3. The event recognition apparatus according to claim 1, wherein the at least one processor is configured to execute the instructions to perform, as the first processing, processing of suppressing noise of the intermediate signal, with respect to the intermediate signal.
4. The event recognition apparatus according to claim 1, wherein the at least one processor is configured to execute the instructions to;
further acquire a silent observation signal being an observation signal at any point in a silent state;
further input the silent observation signal to the deep learning model as the input signal; and
perform processing of replacing a signal in a specific frequency band among the intermediate signals acquired when the observation signal is input to the deep learning model, with a signal of the specific frequency band among the intermediate signals acquired when the silent observation signal is input to the deep learning model.
5. The event recognition apparatus according to claim 1, wherein the at least one processor is configured to execute the instructions to;
perform second processing of improving a signal-to-noise ratio of the observation signal, with respect to the observation signal; and
input the observation signal whose signal-to-noise ratio is improved by the second processing to the deep learning model as the input signal.
6. The event recognition apparatus according to claim 5, wherein the at least one processor is configured to execute the instructions to perform, as the second processing, processing of suppressing noise of the observation signal, with respect to the observation signal.

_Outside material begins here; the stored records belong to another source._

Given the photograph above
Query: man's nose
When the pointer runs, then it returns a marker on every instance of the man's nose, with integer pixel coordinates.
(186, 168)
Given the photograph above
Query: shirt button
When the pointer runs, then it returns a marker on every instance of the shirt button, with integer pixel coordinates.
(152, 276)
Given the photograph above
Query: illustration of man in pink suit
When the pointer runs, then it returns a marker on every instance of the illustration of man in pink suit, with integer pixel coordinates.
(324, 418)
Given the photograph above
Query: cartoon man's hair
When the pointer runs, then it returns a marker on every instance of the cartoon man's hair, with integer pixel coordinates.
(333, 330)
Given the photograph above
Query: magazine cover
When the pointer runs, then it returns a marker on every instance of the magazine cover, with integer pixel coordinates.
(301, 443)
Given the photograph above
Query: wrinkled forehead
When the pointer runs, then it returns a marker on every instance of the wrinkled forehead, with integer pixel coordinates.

7. The event recognition apparatus according to claim 1, wherein the deep learning model is a model that outputs, as the recognition result, a probability in which at least one event is occurring at the point.

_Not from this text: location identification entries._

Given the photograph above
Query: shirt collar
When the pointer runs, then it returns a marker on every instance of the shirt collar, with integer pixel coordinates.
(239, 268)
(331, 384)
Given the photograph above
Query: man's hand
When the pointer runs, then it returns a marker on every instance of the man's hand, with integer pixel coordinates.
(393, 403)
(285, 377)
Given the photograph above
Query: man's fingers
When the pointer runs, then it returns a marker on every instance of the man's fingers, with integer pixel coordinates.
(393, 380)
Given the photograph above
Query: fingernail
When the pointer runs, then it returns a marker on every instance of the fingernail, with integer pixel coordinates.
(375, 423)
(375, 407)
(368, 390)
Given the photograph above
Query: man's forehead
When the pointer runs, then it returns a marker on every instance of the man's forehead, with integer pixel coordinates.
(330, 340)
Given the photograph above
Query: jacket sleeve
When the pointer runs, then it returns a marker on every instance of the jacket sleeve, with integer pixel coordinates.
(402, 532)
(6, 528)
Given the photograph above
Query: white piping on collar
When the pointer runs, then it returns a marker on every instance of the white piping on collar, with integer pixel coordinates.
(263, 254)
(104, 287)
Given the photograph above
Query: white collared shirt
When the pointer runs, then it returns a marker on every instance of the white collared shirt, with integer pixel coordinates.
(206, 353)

8. The event recognition apparatus according to claim 1, wherein the at least one processor is configured to execute the instructions to acquire the observation signal from a distributed acoustic sensing (DAS) apparatus.
9. An event recognition method executed by an event recognition apparatus, the event recognition method comprising:
acquiring an observation signal indicating sound that occurs at a point along an optical fiber and is detected by optical fiber sensing;
inputting the observation signal, as an input signal, to a deep learning model, wherein the deep learning model is a model learned by a sound signal acquired by a sound sensor, and outputs a recognition result of an event occurring at the point, by using the input signal indicating sound being occurred at the point as an input;
performing first processing of improving a signal-to-noise ratio of an intermediate signal having a time-frequency structure acquired in an intermediate layer inside the deep learning model when the observation signal is input to the deep learning model, with respect to the intermediate signal; and
acquiring the recognition result as an output of the deep learning model at a time when the observation signal is input, and outputting the acquired recognition result.
10. A non-transitory computer-readable medium storing a program causing a computer to execute:
a procedure of acquiring an observation signal indicating sound that occurs at a point along an optical fiber and is detected by optical fiber sensing;
a procedure of inputting the observation signal, as an input signal, to a deep learning model, wherein the deep learning model is a model learned by a sound signal acquired by a sound sensor, and outputs a recognition result of an event occurring at the point, by using the input signal indicating sound being occurred at the point as an input;
a procedure of performing first processing of improving a signal-to-noise ratio of an intermediate signal having a time-frequency structure acquired in an intermediate layer inside the deep learning model when the observation signal is input to the deep learning model, with respect to the intermediate signal; and
a procedure of acquiring the recognition result as an output of the deep learning model at a time when the observation signal is input, and outputting the acquired recognition result.